Ironically, due to caches, sorting and then using algorithms that rely on order tend to be superior than most hashing implementations, even though they are theoretically worse due to log(n) factor. So in a way, C++ algorithms are actually more modern.
> Ironically, due to caches, sorting and then using algorithms that rely on order tend to be superior than most hashing implementations
This doesn't match my experience at all. C++ trees are not cache-friendly; they're pointer-chasing (and there's no arena implementation in the STL). Second, any sort of ordering structure (be it through a tree or through sorting + binary search) is notoriously prone to branch mispredictions. They look great in a microbenchmark if you search for the same element all the time and the trees are small, but in a practical application, it can be incredibly painful. Pretty much by design, every choice is 50–50 and unpredictable.
std::unordered_map from most STLs isn't a fantastic hash table, but in my experience it absolutely destroys std::map (and is also comfortably ahead of something like std::lower_bound on a sorted array).

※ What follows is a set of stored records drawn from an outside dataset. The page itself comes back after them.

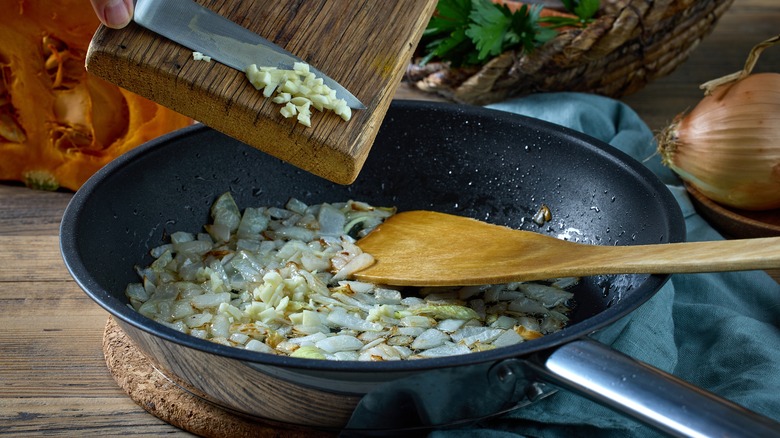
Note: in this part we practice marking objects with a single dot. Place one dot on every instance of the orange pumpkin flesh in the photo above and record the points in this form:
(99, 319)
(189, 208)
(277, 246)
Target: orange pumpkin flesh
(58, 123)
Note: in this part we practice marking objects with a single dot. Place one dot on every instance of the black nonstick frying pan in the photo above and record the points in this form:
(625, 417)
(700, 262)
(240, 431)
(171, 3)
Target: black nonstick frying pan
(490, 165)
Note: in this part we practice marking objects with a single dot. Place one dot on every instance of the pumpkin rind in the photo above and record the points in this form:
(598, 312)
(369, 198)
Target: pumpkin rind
(58, 123)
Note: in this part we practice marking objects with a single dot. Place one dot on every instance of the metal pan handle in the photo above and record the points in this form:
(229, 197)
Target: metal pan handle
(648, 394)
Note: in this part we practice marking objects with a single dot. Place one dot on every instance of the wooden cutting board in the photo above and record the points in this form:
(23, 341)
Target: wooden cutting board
(365, 45)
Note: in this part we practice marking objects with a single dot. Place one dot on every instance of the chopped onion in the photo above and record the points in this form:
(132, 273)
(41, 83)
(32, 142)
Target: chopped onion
(275, 280)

All of this is assuming large-ish N, of course; for small N (e.g. below 30, usually), the best by far is a simple unsorted array and just going through it linearly.
Agreed, they should use a B-tree to get cache locality and easy generics, but there is legacy code there.
I was referring to the performance of algorithms. For example `std::unique`, `std::lower_bounds`, etc. Many of these use sorted lists, whereas most other languages' standard libraries utilize hashing for these.
> is also comfortably ahead of something like std::lower_bound on a sorted array
I would be interested to learn more about when that's the case. But, it's also not very flexible. You can put an `int` in it, great. Can you put `std::pair<int, int>` in it? Does it work as well?
B-trees don't work well for CPU caches; 64b lines are typically too small to gain much. (OK, the M1 has 128b lines, but still.) And you still get the branch mispredicts, and a significant increase in code complexity, so hashing is still significantly better. (I've seen C++ projects where the main structure was a B+-tree because the lower levels could be residing on disk, but where they maintained a separate hash table in memory to skip the top first few B-tree levels!)
> I would be interested to learn more about when that's the case. But, it's also not very flexible. You can put an `int` in it, great. Can you put `std::pair<int, int>` in it? Does it work as well?
If by “it” you're talking about std::unordered_map (as key); yes, you can, but you'd have to supply your own hash function, because std::pair<A, B> does not have a std::hash specialization. (It's a bit sad, but the problem is highly specific to std::pair/std::tuple.) Likewise, you can use any arbitrary type you create yourself, as long as it has operator== and you've written a hash function for it.
Ironically, due to caches, sorting and then using algorithms that rely on order tend to be superior than most hashing implementations, even though they are theoretically worse due to log(n) factor. So in a way, C++ algorithms are actually more modern.